Censure dans les espaces numériquesMais la censure ne concerne pas seulement les espaces physiques : la suppression des contenus en ligne liés à la Palestine est désormais systématique et documentée . En janvier, Hamzah Saadah , un acteur et activiste palestinien qui utilise les réseaux sociaux pour documenter les conditions des civils palestiniens pendant le conflit , engageant souvent des conversations directes avec les Israéliens, a dénoncé la suspension de son compte par Meta. Le blocage a été surmonté grâce au soutien immédiat de ses partisans, qui se sont mobilisés pour restaurer son profil et lui permettre de poursuivre son travail. Quelques jours après l’incident, la police s’est présentée au domicile de Saadah après avoir été informée qu’il était en possession d’une arme à feu, une accusation qui, selon lui, était un autre prix à payer pour son engagement à dire la vérité.
La suppression de publications et de profils ne concerne pas seulement les citoyens individuels, mais aussi les médias : en juin 2024, le journal L'Indipendente rapportait que TikTok avait supprimé une vidéo historique sur la naissance de l'État d'Israël et la Nakba, la qualifiant de « violation des directives ». La plateforme a également menacé de fermer le compte.
Il ne s'agit pas de cas isolés : selon un rapport de 7amleh - Centre arabe pour l'avancement des médias sociaux , publié fin 2024, Meta a abaissé le « seuil de confiance » des publications des utilisateurs palestiniens dans le système de modération automatique, augmentant considérablement le nombre de publications supprimées. Les preuves recueillies par 7amleh révèlent que « Meta applique des politiques injustes contre le contenu palestinien, supprimant des publications ou limitant la visibilité sur la base de violations présumées des politiques, tout en fermant les yeux sur les discours de haine et l'incitation à la haine contre les Palestiniens. » Jalal Abukhater, directeur du plaidoyer de 7amleh , a déclaré : « Les pratiques discriminatoires continues de Meta à l'encontre du contenu palestinien constituent une violation flagrante des normes internationales en matière de liberté d'expression. » Les journalistes, les influenceurs et les organisations médiatiques palestiniens « ont été confrontés à de graves restrictions qui ont limité la portée de leur contenu et ont eu un impact sur leur capacité à partager des informations vitales, à s’organiser ou à défendre leurs droits ».

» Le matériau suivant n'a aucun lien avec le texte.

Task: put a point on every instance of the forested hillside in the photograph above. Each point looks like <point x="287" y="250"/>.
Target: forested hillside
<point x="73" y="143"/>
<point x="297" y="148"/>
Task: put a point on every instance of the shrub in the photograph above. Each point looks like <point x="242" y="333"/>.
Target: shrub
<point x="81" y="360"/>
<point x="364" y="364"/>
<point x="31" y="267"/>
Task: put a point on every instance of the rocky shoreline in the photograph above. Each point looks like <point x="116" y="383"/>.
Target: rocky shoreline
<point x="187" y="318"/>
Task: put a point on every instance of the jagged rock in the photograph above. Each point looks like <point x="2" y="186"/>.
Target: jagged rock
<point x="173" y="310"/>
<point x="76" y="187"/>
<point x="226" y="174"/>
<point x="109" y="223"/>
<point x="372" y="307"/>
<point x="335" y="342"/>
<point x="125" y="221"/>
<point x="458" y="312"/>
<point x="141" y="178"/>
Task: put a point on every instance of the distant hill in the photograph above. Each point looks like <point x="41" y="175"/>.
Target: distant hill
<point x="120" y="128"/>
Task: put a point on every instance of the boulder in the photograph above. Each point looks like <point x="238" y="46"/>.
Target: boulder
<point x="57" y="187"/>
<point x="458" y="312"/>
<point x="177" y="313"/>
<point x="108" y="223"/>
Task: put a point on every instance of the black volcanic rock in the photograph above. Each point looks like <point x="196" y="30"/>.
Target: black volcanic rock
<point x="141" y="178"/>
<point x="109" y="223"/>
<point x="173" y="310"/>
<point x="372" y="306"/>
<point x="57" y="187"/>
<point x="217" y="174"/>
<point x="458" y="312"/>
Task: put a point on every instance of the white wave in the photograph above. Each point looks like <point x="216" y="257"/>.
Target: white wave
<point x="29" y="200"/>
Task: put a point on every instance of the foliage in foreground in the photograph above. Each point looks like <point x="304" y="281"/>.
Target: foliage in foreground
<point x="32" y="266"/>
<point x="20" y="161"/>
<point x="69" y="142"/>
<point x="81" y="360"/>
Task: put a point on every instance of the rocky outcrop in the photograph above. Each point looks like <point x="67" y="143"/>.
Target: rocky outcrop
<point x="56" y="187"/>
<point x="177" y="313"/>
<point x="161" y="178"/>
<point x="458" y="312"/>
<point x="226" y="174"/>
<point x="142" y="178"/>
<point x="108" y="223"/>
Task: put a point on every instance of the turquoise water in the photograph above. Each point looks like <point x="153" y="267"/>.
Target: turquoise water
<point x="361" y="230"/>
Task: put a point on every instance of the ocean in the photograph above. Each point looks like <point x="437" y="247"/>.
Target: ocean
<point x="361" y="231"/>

Selon une enquête récente de Drop Site News , le gouvernement israélien a orchestré « une vaste répression des publications Instagram et Facebook critiques envers Israël ou même vaguement favorables aux Palestiniens ». Selon les données recueillies par les médias indépendants, Meta a accordé 94 % des demandes de suppression soumises par Israël depuis le 7 octobre 2023. « Israël est de loin le plus grand initiateur de demandes de suppression à l'échelle mondiale, et Meta a suivi son exemple, élargissant le réseau de contenus supprimés automatiquement et donnant lieu à ce qui peut être décrit comme la plus grande opération de censure de masse de l'histoire moderne », peut-on lire dans l'article.
Ces épisodes, bien que différents dans leur contexte et leur intensité, révèlent un tableau inquiétant : la liberté d’expression, lorsqu’il s’agit de solidarité avec la cause palestinienne, apparaît de plus en plus soumise à des limitations, des pressions et des censures, tant dans les lieux publics que dans les espaces numériques. Il est également inquiétant de constater à quel point les expressions pacifiques de dissidence sont souvent traitées comme des menaces.